Edging toward gratitude, Saturday edition

by chuckofish

Another week has flown by. Last Sunday, after the annual Gratitude Luncheon at church, the DH and I finally got out to our cottage to check on it after that huge windstorm I blogged about last week. Although a big tree had come down, it did not fall on the house or garage (talk about feeling grateful!).

Time to rev-up the chainsaw!!

On Monday, we celebrated the DH’s birthday in the most modest way imaginable — with leftovers of the wonderful roast beef dinner the birthday boy had cooked the night before. Okay, I’m a bad wife. But in my defense a curriculum kerfuffle* at work required me to stay late at a meeting, so I wouldn’t have been able to cook anyway. Past experience has taught the DH that in order to eat well he has to cook his own dinner. Our children sent thoughtful gifts, while I gave exciting items such as a flashlight, socks, and pajama pants. Despite the boring presents, I am grateful every day for my dear DH!

The rest of the week went by in the usual blur, although we did get one surprise, the year’s first snowfall.

Everything looked pretty, but it was hard to feel grateful because it was cold, I couldn’t find a windshield scraper, and the remote car starter wouldn’t work. One of my ‘hardcore nature-man’ colleagues begrudgingly turned on his furnace for the first time. We’ve been using ours since late September or early October. I guess that marks us as sinfully wasteful. What can I say? I’m with old Baudelaire:

“I love to watch the fine mist of the night come on,
The windows and the stars illumined, one by one,
The rivers of dark smoke pour upward lazily,
And the moon rise and turn them silver.
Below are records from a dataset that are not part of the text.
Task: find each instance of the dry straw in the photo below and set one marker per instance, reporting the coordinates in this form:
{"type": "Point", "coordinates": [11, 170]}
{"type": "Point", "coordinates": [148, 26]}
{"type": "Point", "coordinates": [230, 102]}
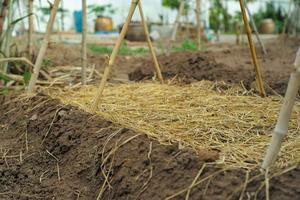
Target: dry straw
{"type": "Point", "coordinates": [203, 115]}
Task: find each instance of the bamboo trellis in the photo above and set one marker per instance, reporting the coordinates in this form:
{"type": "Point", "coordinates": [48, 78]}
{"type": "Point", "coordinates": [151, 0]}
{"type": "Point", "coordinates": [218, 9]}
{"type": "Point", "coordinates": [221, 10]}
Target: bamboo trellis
{"type": "Point", "coordinates": [112, 59]}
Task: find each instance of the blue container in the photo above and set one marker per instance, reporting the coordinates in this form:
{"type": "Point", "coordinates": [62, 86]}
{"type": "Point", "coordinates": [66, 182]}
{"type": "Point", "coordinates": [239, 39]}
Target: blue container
{"type": "Point", "coordinates": [78, 21]}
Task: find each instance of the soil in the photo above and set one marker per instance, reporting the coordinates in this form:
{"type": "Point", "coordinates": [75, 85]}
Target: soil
{"type": "Point", "coordinates": [55, 151]}
{"type": "Point", "coordinates": [232, 65]}
{"type": "Point", "coordinates": [229, 63]}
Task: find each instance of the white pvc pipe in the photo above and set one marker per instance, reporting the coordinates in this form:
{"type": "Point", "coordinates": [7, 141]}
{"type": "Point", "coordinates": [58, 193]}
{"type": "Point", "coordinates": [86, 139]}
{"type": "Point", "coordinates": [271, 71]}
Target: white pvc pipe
{"type": "Point", "coordinates": [281, 127]}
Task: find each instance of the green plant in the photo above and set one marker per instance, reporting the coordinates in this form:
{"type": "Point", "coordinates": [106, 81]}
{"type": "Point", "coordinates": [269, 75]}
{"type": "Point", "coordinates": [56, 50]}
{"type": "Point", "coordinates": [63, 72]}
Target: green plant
{"type": "Point", "coordinates": [173, 4]}
{"type": "Point", "coordinates": [124, 49]}
{"type": "Point", "coordinates": [273, 13]}
{"type": "Point", "coordinates": [186, 45]}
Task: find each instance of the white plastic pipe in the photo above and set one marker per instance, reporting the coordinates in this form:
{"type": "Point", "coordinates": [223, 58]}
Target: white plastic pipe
{"type": "Point", "coordinates": [281, 127]}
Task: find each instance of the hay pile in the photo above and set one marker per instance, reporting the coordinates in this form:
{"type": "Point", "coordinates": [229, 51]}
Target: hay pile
{"type": "Point", "coordinates": [201, 115]}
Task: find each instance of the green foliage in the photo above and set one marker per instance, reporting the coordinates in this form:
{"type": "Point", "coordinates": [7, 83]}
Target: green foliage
{"type": "Point", "coordinates": [219, 17]}
{"type": "Point", "coordinates": [4, 91]}
{"type": "Point", "coordinates": [186, 45]}
{"type": "Point", "coordinates": [173, 4]}
{"type": "Point", "coordinates": [4, 78]}
{"type": "Point", "coordinates": [48, 63]}
{"type": "Point", "coordinates": [124, 49]}
{"type": "Point", "coordinates": [26, 77]}
{"type": "Point", "coordinates": [273, 13]}
{"type": "Point", "coordinates": [101, 10]}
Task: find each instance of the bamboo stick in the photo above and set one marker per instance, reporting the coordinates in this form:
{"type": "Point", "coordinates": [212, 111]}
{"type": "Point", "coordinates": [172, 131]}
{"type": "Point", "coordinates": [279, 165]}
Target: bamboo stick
{"type": "Point", "coordinates": [286, 20]}
{"type": "Point", "coordinates": [113, 56]}
{"type": "Point", "coordinates": [253, 51]}
{"type": "Point", "coordinates": [30, 27]}
{"type": "Point", "coordinates": [3, 13]}
{"type": "Point", "coordinates": [153, 53]}
{"type": "Point", "coordinates": [263, 48]}
{"type": "Point", "coordinates": [83, 44]}
{"type": "Point", "coordinates": [8, 35]}
{"type": "Point", "coordinates": [198, 17]}
{"type": "Point", "coordinates": [177, 22]}
{"type": "Point", "coordinates": [43, 48]}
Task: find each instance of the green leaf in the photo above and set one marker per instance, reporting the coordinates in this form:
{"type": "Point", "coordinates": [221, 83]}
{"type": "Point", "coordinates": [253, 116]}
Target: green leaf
{"type": "Point", "coordinates": [26, 77]}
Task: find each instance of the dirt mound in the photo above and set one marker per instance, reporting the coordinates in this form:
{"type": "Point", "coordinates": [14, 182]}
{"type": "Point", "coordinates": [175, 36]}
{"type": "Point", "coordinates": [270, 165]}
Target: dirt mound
{"type": "Point", "coordinates": [232, 65]}
{"type": "Point", "coordinates": [191, 67]}
{"type": "Point", "coordinates": [53, 151]}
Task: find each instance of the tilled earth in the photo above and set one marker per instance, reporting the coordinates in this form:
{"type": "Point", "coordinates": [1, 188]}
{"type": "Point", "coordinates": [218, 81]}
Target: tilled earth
{"type": "Point", "coordinates": [228, 63]}
{"type": "Point", "coordinates": [54, 151]}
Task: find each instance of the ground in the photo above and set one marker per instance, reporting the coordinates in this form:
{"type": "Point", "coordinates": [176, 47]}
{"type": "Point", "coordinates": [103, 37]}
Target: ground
{"type": "Point", "coordinates": [50, 150]}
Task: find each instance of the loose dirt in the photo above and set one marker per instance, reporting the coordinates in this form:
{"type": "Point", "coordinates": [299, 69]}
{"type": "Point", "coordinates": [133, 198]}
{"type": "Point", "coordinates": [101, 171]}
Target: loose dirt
{"type": "Point", "coordinates": [54, 151]}
{"type": "Point", "coordinates": [228, 63]}
{"type": "Point", "coordinates": [232, 65]}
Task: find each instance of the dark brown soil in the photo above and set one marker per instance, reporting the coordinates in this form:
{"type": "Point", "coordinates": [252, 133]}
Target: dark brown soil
{"type": "Point", "coordinates": [81, 146]}
{"type": "Point", "coordinates": [232, 65]}
{"type": "Point", "coordinates": [228, 63]}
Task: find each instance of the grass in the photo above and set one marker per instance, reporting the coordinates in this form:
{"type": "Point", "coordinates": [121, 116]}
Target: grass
{"type": "Point", "coordinates": [124, 50]}
{"type": "Point", "coordinates": [203, 116]}
{"type": "Point", "coordinates": [186, 45]}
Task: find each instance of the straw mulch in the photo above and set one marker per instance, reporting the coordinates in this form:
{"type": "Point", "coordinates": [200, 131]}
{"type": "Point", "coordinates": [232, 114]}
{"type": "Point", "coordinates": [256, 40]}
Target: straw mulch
{"type": "Point", "coordinates": [203, 115]}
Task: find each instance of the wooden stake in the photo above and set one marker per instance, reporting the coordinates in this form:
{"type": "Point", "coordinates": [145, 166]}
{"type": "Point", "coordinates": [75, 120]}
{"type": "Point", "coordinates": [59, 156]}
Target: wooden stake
{"type": "Point", "coordinates": [198, 17]}
{"type": "Point", "coordinates": [153, 53]}
{"type": "Point", "coordinates": [255, 30]}
{"type": "Point", "coordinates": [177, 22]}
{"type": "Point", "coordinates": [30, 27]}
{"type": "Point", "coordinates": [43, 48]}
{"type": "Point", "coordinates": [83, 44]}
{"type": "Point", "coordinates": [113, 56]}
{"type": "Point", "coordinates": [3, 14]}
{"type": "Point", "coordinates": [253, 51]}
{"type": "Point", "coordinates": [287, 18]}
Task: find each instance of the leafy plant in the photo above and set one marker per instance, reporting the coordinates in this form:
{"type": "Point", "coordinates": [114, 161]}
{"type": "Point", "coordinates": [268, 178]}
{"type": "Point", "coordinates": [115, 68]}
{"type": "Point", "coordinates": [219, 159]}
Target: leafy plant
{"type": "Point", "coordinates": [26, 77]}
{"type": "Point", "coordinates": [186, 45]}
{"type": "Point", "coordinates": [273, 13]}
{"type": "Point", "coordinates": [101, 10]}
{"type": "Point", "coordinates": [124, 49]}
{"type": "Point", "coordinates": [173, 4]}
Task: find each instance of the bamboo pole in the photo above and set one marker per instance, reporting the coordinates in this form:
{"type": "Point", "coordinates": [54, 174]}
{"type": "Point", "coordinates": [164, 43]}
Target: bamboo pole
{"type": "Point", "coordinates": [8, 34]}
{"type": "Point", "coordinates": [30, 28]}
{"type": "Point", "coordinates": [198, 17]}
{"type": "Point", "coordinates": [287, 18]}
{"type": "Point", "coordinates": [177, 22]}
{"type": "Point", "coordinates": [153, 53]}
{"type": "Point", "coordinates": [3, 14]}
{"type": "Point", "coordinates": [253, 51]}
{"type": "Point", "coordinates": [263, 48]}
{"type": "Point", "coordinates": [43, 48]}
{"type": "Point", "coordinates": [113, 56]}
{"type": "Point", "coordinates": [83, 44]}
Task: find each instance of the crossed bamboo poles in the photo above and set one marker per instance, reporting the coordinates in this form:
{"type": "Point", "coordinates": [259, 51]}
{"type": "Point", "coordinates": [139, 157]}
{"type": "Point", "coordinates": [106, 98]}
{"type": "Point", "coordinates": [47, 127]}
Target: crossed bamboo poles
{"type": "Point", "coordinates": [112, 59]}
{"type": "Point", "coordinates": [281, 127]}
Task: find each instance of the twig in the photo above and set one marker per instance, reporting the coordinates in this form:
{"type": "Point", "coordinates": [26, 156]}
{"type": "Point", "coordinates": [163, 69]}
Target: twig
{"type": "Point", "coordinates": [245, 186]}
{"type": "Point", "coordinates": [51, 124]}
{"type": "Point", "coordinates": [145, 185]}
{"type": "Point", "coordinates": [52, 155]}
{"type": "Point", "coordinates": [83, 43]}
{"type": "Point", "coordinates": [253, 51]}
{"type": "Point", "coordinates": [194, 181]}
{"type": "Point", "coordinates": [267, 182]}
{"type": "Point", "coordinates": [41, 177]}
{"type": "Point", "coordinates": [58, 172]}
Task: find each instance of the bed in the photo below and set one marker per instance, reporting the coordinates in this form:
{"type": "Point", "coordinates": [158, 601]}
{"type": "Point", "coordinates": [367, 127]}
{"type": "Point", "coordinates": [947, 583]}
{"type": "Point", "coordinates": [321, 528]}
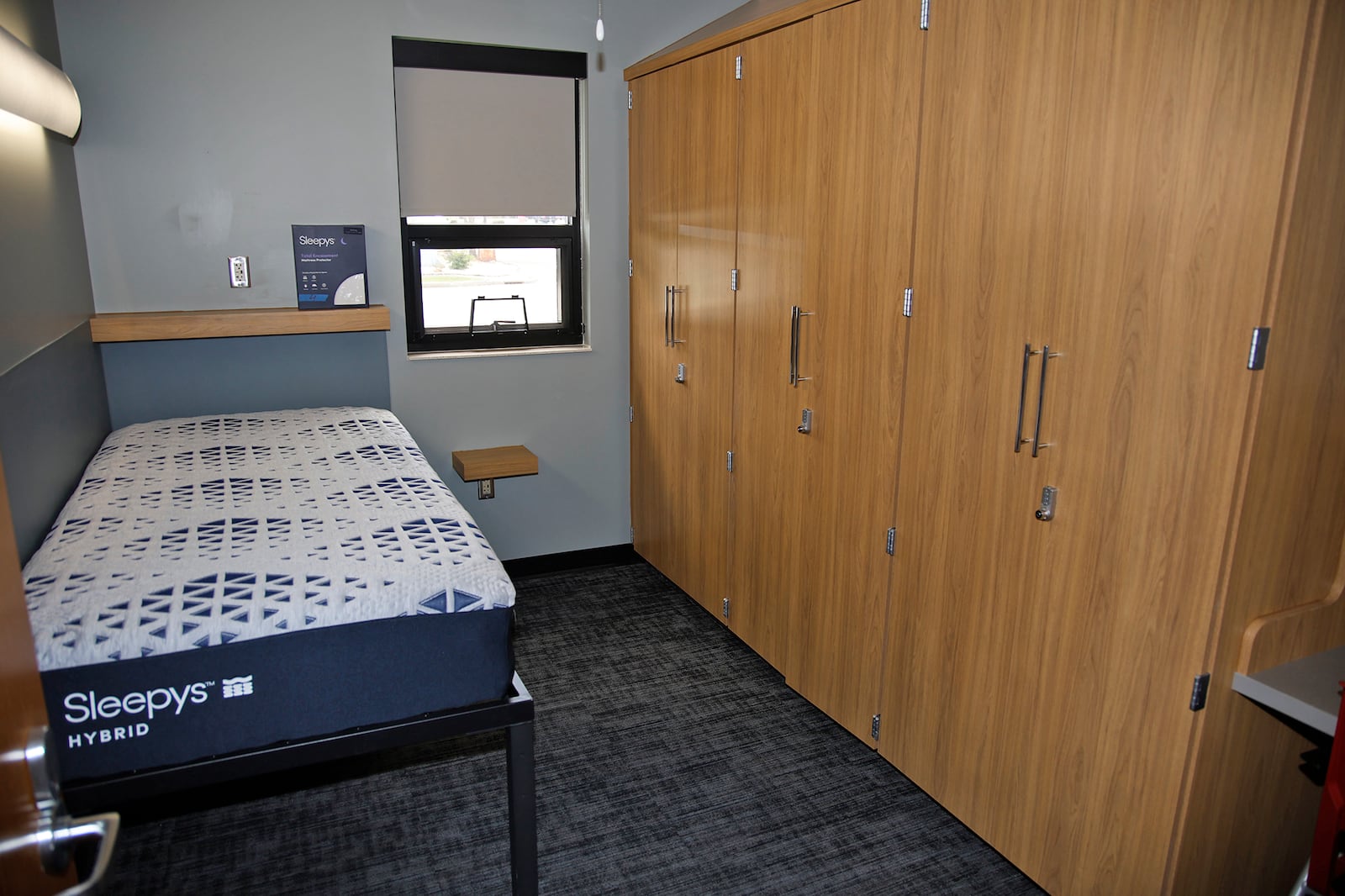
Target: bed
{"type": "Point", "coordinates": [232, 595]}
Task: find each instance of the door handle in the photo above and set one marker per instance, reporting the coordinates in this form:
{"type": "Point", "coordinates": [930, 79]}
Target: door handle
{"type": "Point", "coordinates": [672, 340]}
{"type": "Point", "coordinates": [1042, 394]}
{"type": "Point", "coordinates": [1022, 396]}
{"type": "Point", "coordinates": [797, 316]}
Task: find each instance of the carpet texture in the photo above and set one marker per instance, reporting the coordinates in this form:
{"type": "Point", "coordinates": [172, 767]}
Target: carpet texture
{"type": "Point", "coordinates": [670, 759]}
I shall see
The springs, the summers, and the autumns slowly pass; 
And when old Winter puts his blank face to the glass,
I shall close all my shutters, pull the curtains tight,
And build me stately palaces by candlelight.” 

If, like me, you decide to hibernate and ignore the outside world until the snow melts, why not watch the great Greta Garbo film Ninotchka that premiered on this day in 1939?

Or, if you feel like something more somber but still involving a communist theme, I’d recommend Lives of Others, a film about the Stasi in East Germany not long before the fall of the Berlin Wall.

Those who need reminding of how fortunate they are to live in a free society should definitely watch it.

That’s about it for this week. It’s time to face the piles of grading with gratitude and objectivity. Wish me luck!

* Curriculum kerfuffle = fighting over the composition of the committee tasked with reorganizing the curriculum. Think Black Friday at Walmart and you’ll get an idea of the emotions involved.